Duygusal, fiziksel ve hatta sosyal anlamda sancılı bir hamilelik sürecinin sonunda dünyaya adım atan bebeğin, aslında belirgin bir karakter yapısıyla doğduğunu, öyle hamur gibi yoğrulup şekillendirilmeye gelmeyecek bir varlık olduğunu öğrenmek şaşırtıcı gelebilir. Ama işte, bebekler de tıpkı kitaplar gibi, içinden çıktıkları bedene ve ruha ait olmuyor.
Bebek sahibi olmakla kitap sahibi olmanın zorunluluklarından biri, şu durumda ille de doğurmak. Elif Şafak, belki de bu nedenle anne olduktan sonra yazdığı ilk kitabında anneliği ve yazarlığı buluşturdu. Bir yazar olarak doğurmaya devam etmesi gerekiyordu; ancak kadın bedeninin yaşadığı doğumun izleri hâlâ varlığını koruduğundan, bu iki doğumu birleştirmek, matruşkalar gibi birbirini içeren, birbirini kapsayan bebekleri dünyaya salmak, belki de en iyisiydi.
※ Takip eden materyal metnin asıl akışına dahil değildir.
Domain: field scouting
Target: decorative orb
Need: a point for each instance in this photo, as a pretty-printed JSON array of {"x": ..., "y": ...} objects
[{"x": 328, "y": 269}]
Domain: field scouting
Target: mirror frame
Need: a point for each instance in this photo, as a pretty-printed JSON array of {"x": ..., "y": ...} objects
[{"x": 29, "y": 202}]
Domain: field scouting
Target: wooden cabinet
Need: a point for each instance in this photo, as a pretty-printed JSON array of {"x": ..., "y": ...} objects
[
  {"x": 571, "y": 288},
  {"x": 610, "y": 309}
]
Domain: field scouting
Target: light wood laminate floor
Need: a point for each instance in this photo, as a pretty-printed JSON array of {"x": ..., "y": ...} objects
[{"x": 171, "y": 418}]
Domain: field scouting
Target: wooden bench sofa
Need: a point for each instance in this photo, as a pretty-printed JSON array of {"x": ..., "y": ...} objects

"Siyah Süt", işte tam da bu yüzden yazarın kendi kendisini sağaltması bir anlamda. Fakat diğer taraftan, benzer bir süreçten geçen tüm kadın ve erkekler için bir rehber; doğurma deneyimini yaşamamış olanlar içinse ilgi çekici bir okuma deneyimi.
Altı parmak kadın
Odağındaki doğurmak eylemi bir yana bırakıldığında da "Siyah Süt", Elif Şafak ın yazarlık kariyerinin yepyeni bir ucu. Son derece keyifli, esprili ve kuşkusuz cesur bir kitap. Hepimizin içinde olan küçük insancıklar, "Siyah Süt"te parmak kadınlar olarak çıkıyor karşımıza.
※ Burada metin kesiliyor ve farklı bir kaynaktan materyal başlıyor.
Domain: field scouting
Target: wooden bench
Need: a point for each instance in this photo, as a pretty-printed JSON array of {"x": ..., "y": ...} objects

Elif Şafak ın karakter özelliklerinin her birini temsil eden, toplamda bir bütün olarak Elif Şafak ı var eden bu parmak kadınların isimleri, kitabı henüz okumamış okura ipucu verebilir: Pratik Akıl Hanım, Hırs Nefs Hanım, Can Derviş Hanım, Sinik Entel Hanım, Anaç Sütlaç Hanım...
Her şey bir soruyla başladı: "Nasıl bağdaştırırsın annelikle yazarlık arasındaki zıtlıkları bir bünyede, bir bedende, bir zihinde?" Bu sorunun ışığında -ya da gölgesinde mi demeli- ilerleyen hat boyunca Elif Şafak ara ara içindeki parmak kadınlarla konuşuyor, ara ara edebiyat tarihinin derinliklerine dalarak kadın ve erkek yazarların biyografilerinden medet umuyor.
Ama bu yolculuk o ilk sorunun ağırlığını biraz olsun hafifletmiyor. Çünkü öylesi de var, böylesi de var. Çocuk doğurmamış olup kariyerine devam edeni de var, çocuk doğurup kariyerini sürdüreni de var, çocuk doğurup kenara çekileni de var, çocuk doğurup hem çocuklarına hem de kitaplarına bebeklerim dediği halde süper kadın olmayı daha fazla kaldıramayıp ölmeyi seçeni de var... Elif Şafak ın önünde türlü türlü yol var... Ama bir de bedenin biyolojik saati var!
Tazecik nefes
Kitabı okudukça, kitaplarından, belki gazete ve televizyonlardan tanıdığınız Elif Şafak ı biraz daha yakından tanımaya başlayacaksınız. Hiçbir şeyin göründüğü gibi olmadığının kanıtı bu kitap biraz da. Matruşkalar burada da çıkıyor karşımıza. Gerçek, çoğu kez birçok katmanı içeren bir karmaşa. Yalınkat gerçek, o karmaşadan sonra alınan nefes.
"Siyah Süt", işte o nefese ulaşmak için yazarının okuruyla birlikte katmanlar arasında yaptığı yolculuk. Bir talebi var yalnız okurundan: Ciğerleri dolduran o nefesi içinize çektiğiniz gibi, yolculuğu unutmanız. Merak etmeyin, öyle zorlu bir süreç ki aşacağınız, istemeseniz de unutacaksınız.
Yine de doğurmak, olmazsa olmaz lardan biridir. Eğer içinize düştüyse bir tohum, ister bir bebek olsun doğuracağınız isterse bir kitap; onu doğurmadan ikinci safhaya geçmek, yeni bir soluk almak mümkün olmaz.
O halde "Yazmasam ölecektim" sözünün tercümesi neden "doğurmasam ölecektim" olmasın?